Frequently Asked Questions — STP Calculator
STP Calculator
Smart Debt-to-Equity Transfer Strategy
Calculate how your lump sum grows when systematically transferred from a debt/liquid fund to an equity fund. See corpus at each stage, rupee cost averaging benefit, and comparison with lump sum investing.
| Year | STP Transferred | Debt Fund | Equity Fund | Total Portfolio | Total Gain |
|---|
What is an STP (Systematic Transfer Plan)?
A Systematic Transfer Plan (STP) is a mutual fund strategy where you invest a lump sum in a debt or liquid fund and automatically transfer a fixed amount at regular intervals (weekly, monthly, or quarterly) to an equity fund. This combines the capital preservation of debt funds with the wealth-creation potential of equity, while reducing timing risk through rupee cost averaging.
How STP Works — Step by Step
- Step 1: Park your entire lump sum (e.g., ₹5 lakhs) in a liquid or short-term debt fund earning 6–8% p.a.
- Step 2: Set up an STP instruction — ₹10,000 transferred every month to your chosen equity fund
- Step 3: Your debt fund earns returns while waiting to be transferred (unlike keeping cash idle)
- Step 4: Each equity instalment buys more units when markets are low, fewer when high — rupee cost averaging
- Step 5: Over 50 months, entire corpus moves to equity with averaged cost of acquisition
Debt Earnings = Lump Sum × (1 + Source Rate)^(Duration/12) − Amount Transferred
Target Fund Value = Σ [Each STP instalment × (1 + Equity Rate)^(remaining months/12)]
STP vs SIP vs Lump Sum — Key Differences
| Feature | STP | SIP | Lump Sum |
|---|---|---|---|
| Money source | Existing lump sum → debt fund | Monthly income/salary | One-time investment |
| Debt fund earnings | ✅ Earns 6–8% while waiting | ❌ Not applicable | ❌ No debt earnings |
| Equity timing risk | Low (rupee cost averaging) | Low (regular investing) | High (one entry point) |
| Best for | Windfall, bonus, inheritance | Regular income earners | Long horizon (>10 yrs) |
| Typical duration | 6 months to 3 years | Ongoing (5–30 years) | Immediate, stay invested |
| Tax on transfers | Each transfer = redemption (taxable) | Each SIP = separate folio | Single entry, exit taxed |
When Should You Use STP?
- Received a large bonus/windfall and don't want to invest all at once in equity at current valuations
- Retiring from a job and received gratuity/PF — use STP to gradually move to equity while earning debt returns
- Market at all-time highs — STP lets you average in rather than buying entirely at peak
- Maturity proceeds from FDs, PPF, insurance policies being reinvested in equity
- Conservative investor entering equity for the first time — STP reduces psychological pressure of timing
STP Tax Implications in India
Each STP transfer is treated as a redemption from the source fund and a fresh purchase in the target fund.

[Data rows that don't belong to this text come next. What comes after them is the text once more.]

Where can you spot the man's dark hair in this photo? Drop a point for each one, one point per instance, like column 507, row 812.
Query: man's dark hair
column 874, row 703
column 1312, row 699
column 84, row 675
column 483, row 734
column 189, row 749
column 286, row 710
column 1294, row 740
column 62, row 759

Tax applies on each redemption:
| Fund Type | Holding Period | Tax Rate |
|---|---|---|
| Liquid / Debt Fund (Source) | Any duration (from April 2023) | Taxed as income (slab rate) |
| Equity Fund (Target) — short term | < 12 months | 20% STCG |
| Equity Fund (Target) — long term | > 12 months | 12.5% LTCG (above ₹1.25L exemption) |
Tip: The ₹1.25 lakh annual LTCG exemption applies per financial year on equity. Systematic STP transfers may help spread gains across years for tax efficiency.